Most people don’t contribute anything to a site, they simply read and observe what other people post. This is known as “participation inequality,” first studied by Will Hill during the 1990’s. These inequities between users as far as their participation to an interactive website goes, results in a biased understanding of the web community. There are strong differences as to why some people actively post a lot of content on a site, while many others (the majority) just lurks around and watches what others are talking about.
With the standard inequity ratio among online web communities being 90-9-1%, blogs have a bad participation inequality reflected in a 95-5-0 rule. With wikipedia.com, the inequities are worse as 99% of people who visit the site are lurkers. Amazon, widely known for its feature for people to post and read reviews, actually only gets reviews from 1% of its visitors to the website!
Problems with inequality, is that the samples represent a skewed portion of actual web users. The numbers account for just a portion of all of the people who are online, all of who are very different in their preferences, tastes, habits, etc. With any site, hearing from the same small percentage of people who actually contribute to the site can add many problems, such as an unrepresentative sample of customer feedback, reviews from a small number of the population (which cannot really be generalized), biased politics, search engine results based on popularity and number of links to the site instead of behavioral tendencies of consumers, and low quality postings which take away from the important information on a site.
Implications of the article:
The article implies that participation inequality is very common in the Internet world; and this is how it will always be. The majority of Internet users are lurkers. The article suggests that participation inequality is not something that can be overcome.
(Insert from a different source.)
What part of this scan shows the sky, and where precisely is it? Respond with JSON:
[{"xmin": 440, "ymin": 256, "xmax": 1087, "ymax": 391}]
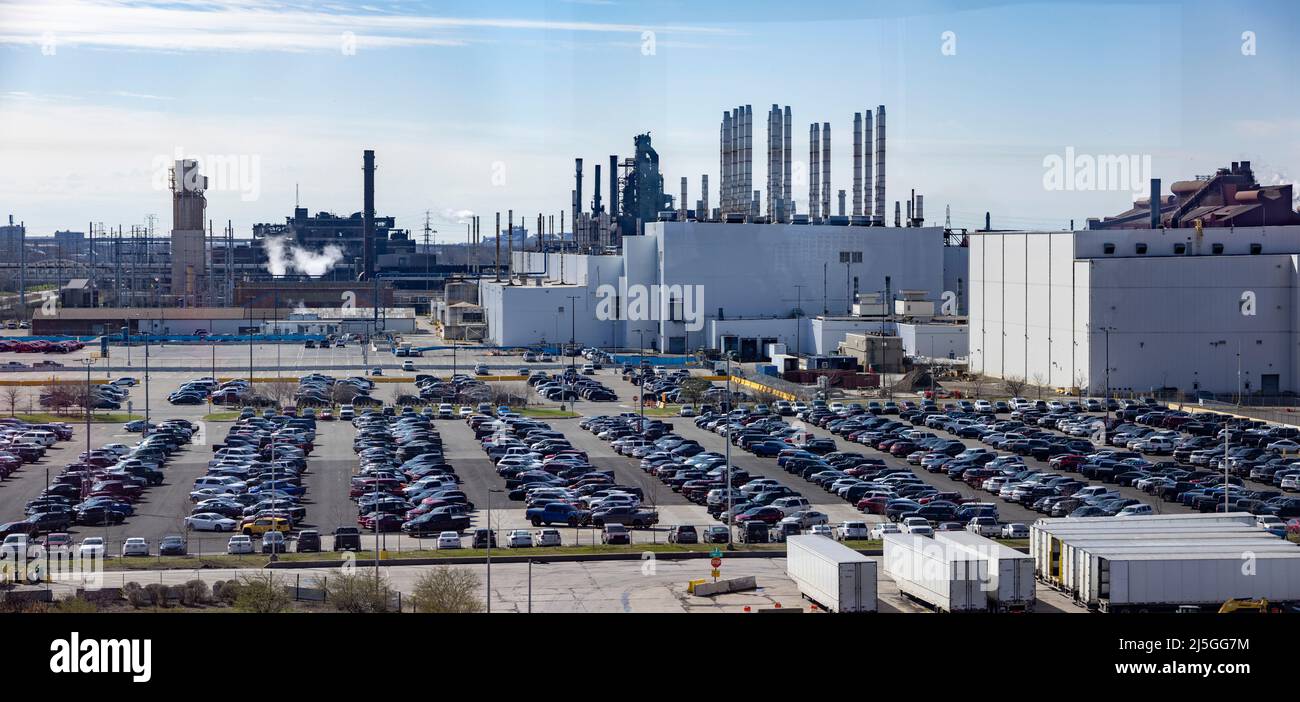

There are some ways to come closer to equalizing it, however, such as: making it easier for visitors to contribute such as through a star-rating system instead of actually having to type out a review, making participation a side-effect with little to no effort such as simply clicking on preferences, allow readers the ease of editing a pre-created layout instead of having to make something themselves from scratch, and rewarding contributors, especially those who contribute quality material.
My opinion:
I DO agree with the author, partially because I have experience on both sides of the spectrum. I have visited websites as a “lurker,” reading postings, opinions and reviews left by other visitors. That is my regimen most of the time I am on a site- I think that my input is not really necessary, and therefore do not want to spend the time to write something out, unless it is something I am extremely passionate about. Most of the time, I feel that my input will get drowned out amongst a sea of people doing the same thing – writing on a topic; with many peoples’ opinions/contributions similar to each other, many times repetitive and not worth reading.
I also have a blog and interactive website/personal page, in which I would love to get viewer contributions. Counters tell me that people are visiting the site, but few leave any trace of their doing so, such as a comment or posting of any sort. I assume their actions are so, for the same reasons I do not post on blogs- because I don’t think it is of importance to my doing so, and I don’t want to waste my time. It could also be for their fear of anyone commenting back towards them, and criticizing what they posted. All in all, I do believe the author’s main message that many people simply visit websites and online communities to simply read and observe, without contributing input or opinions of any kind.